Ancak kortlara şöyle bir göz attığımızda 'bu maçta ne giyecek?' diye merakla beklenen tenisçilerin başını hiç kuşkusuz Amerikalı tenisçi Venus Williams çekiyor. Zira geçen yıl Fransa Açık Tenis Turnuvası'nda giydiği dantelden hazırlanmış kırmızı-siyah elbisesi ve yokmuş gibi görünen ten rengi taytıyla olay yaratmış, günlerce konuşulmuştu.
Oysa Williams'ın bu ilk tasarımı değildi. Uzun yıllar Reebok sponsorluğunda ama kendi tasarladığı kıyafetlerle korta çıkan Williams, tasarım gücünü bu işbirliğiyle gösteremediği için olsa gerek, son yıllarda kendi markası 'Eleven'la kortları film sahnesine çevirmeyi başardı.
DEVRİMİ BAŞLATAN SUZANNE LENGELN
Ancak kortlardaki asıl tabuları yıkan Williams değil. Gerçek devrimci, 'tüm zamanların en kült kadın tenisçisi' unvanına sahip Suzanne Lengeln. 1938 yılında henüz 38 yaşındayken lösemi hastalığı nedeniyle ölen ama kısacık ömrüne 31 şampiyonluk sığdıran Lengeln, dönemin tutucu kıyafetlerine getirdiği kendine has yorumuyla çığır açmıştı. Kısa kollu pilili elbisesiyle korta çıkmaya cesaret ederek, uzun yıllar hakimiyetini sürdürecek bir stile imzasını attı ünlü tenisçi.

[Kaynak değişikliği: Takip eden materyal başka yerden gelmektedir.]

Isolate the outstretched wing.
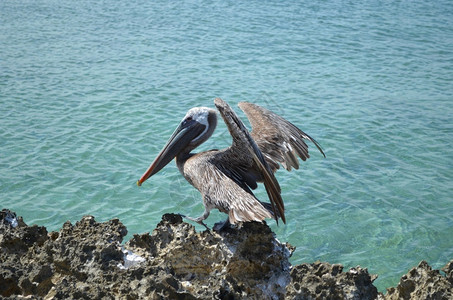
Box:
[239,102,326,172]
[214,98,286,223]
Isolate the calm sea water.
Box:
[0,0,453,291]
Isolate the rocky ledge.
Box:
[0,210,453,299]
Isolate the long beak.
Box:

Günümüz kadın tenisçileri içinde Williams kadar olmasa da cesur kıyafetleriyle raket sallayan Maria Sharapova ise bir diğer ikonumuz. İstanbul'daki turnuvada da ne giyeceği merak konusuydu. Ancak ne yazık ki sakatlandığı için turnuvadan erken ayrılmak zorunda kalıp hayranlarını hüsrana uğrattı.
Üç yıl önce giydiği transparan Nike kostümüyle çok konuşulan Maria Sharapova da aynı Venus Williams gibi maçlarda giyeceği kostümlere kendi imzasını atıyor. Sharapova'nın Nike ile çalışması da uzun yıllar önceye dayanıyor.

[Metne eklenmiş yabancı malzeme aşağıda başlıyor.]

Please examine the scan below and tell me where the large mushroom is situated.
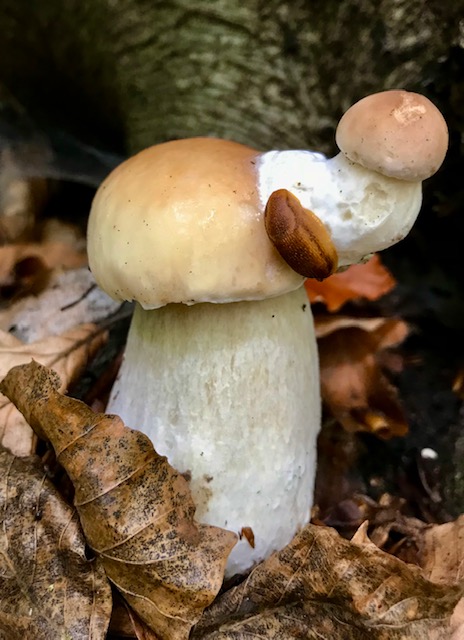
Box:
[88,92,447,575]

Sharapova'yı küçük yaşlardan beri takip eden Nike, üst üste elde ettiği başarılardan sonra özellikle de 1994 yılında 17 yaşındayken Wimbledon şampiyonu olunca genç sporcuya tam destek verir. O günlerde çıkan haberlere göre ayakkabı ve tenis kıyafetlerini 7 yıl giymesi karşılığında Sharapova, Nike'tan 10 milyon dolar almıştır.

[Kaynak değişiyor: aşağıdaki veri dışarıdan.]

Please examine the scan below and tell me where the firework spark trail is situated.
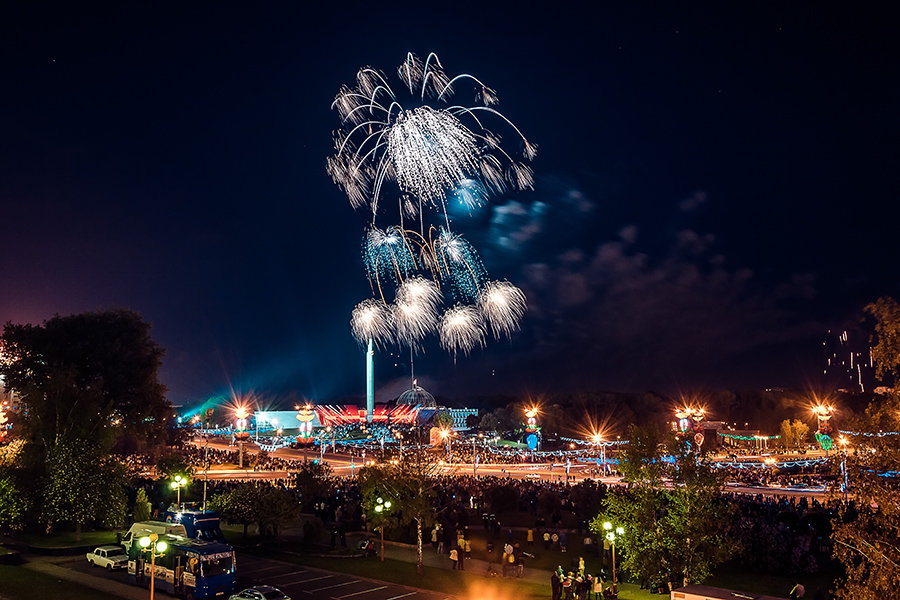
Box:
[434,228,487,302]
[328,53,535,219]
[478,281,527,339]
[391,277,443,348]
[440,306,486,358]
[363,226,419,301]
[350,298,394,346]
[387,106,479,206]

ÖZEL TASARIMLARI GECEYE SAKLIYOR
Her katıldığı turnuvada maç skorları kadar kıyafetleriyle de konuşulan ve küçüklüğünden beri modaya ilgi duyduğunu her fırsatta dile getiren Sharapova, Nike'ın tasarımlarına kendi fikirleriyle katkıda bulunuyor. Gündüzleri daha klasik tenis kıyafetlerini giymeyi seçen güzel sporcu gece maçlarında kendisi için özel olarak tasarlanan mini elbiseleri tercih ediyor. Kariyerini bilinçli bir şekilde yöneten Sharapova kendisi için şunları söylüyor: 'Ben yıldızlar geçidinde herhangi bir yıldız olmayacağım. Ben dünyadaki ilk Maria Sharapova'yım.'
Sharapova'nın kıyfetlerinin arkasında güçlü bir teknoloji de yatıyor. Olabildiğince hafif ve havadar olan bu tasarımlar, dikişsiz olarak üretiyor ve elbette şıklığından da taviz vermiyor.
Maria Sharapova dışında Li Na, Rafael Nadal ve Roger Federer gibi ünlü tenisçilerin kıyafetlerini de hazırlayan Nike, Dri-FIT teknolojisiyle oyuncunun kortta olduğu süre boyunca kendisini serin ve kuru hissetmesine hizmet ederek oyuncuya hareket özgürlüğü sağlıyor.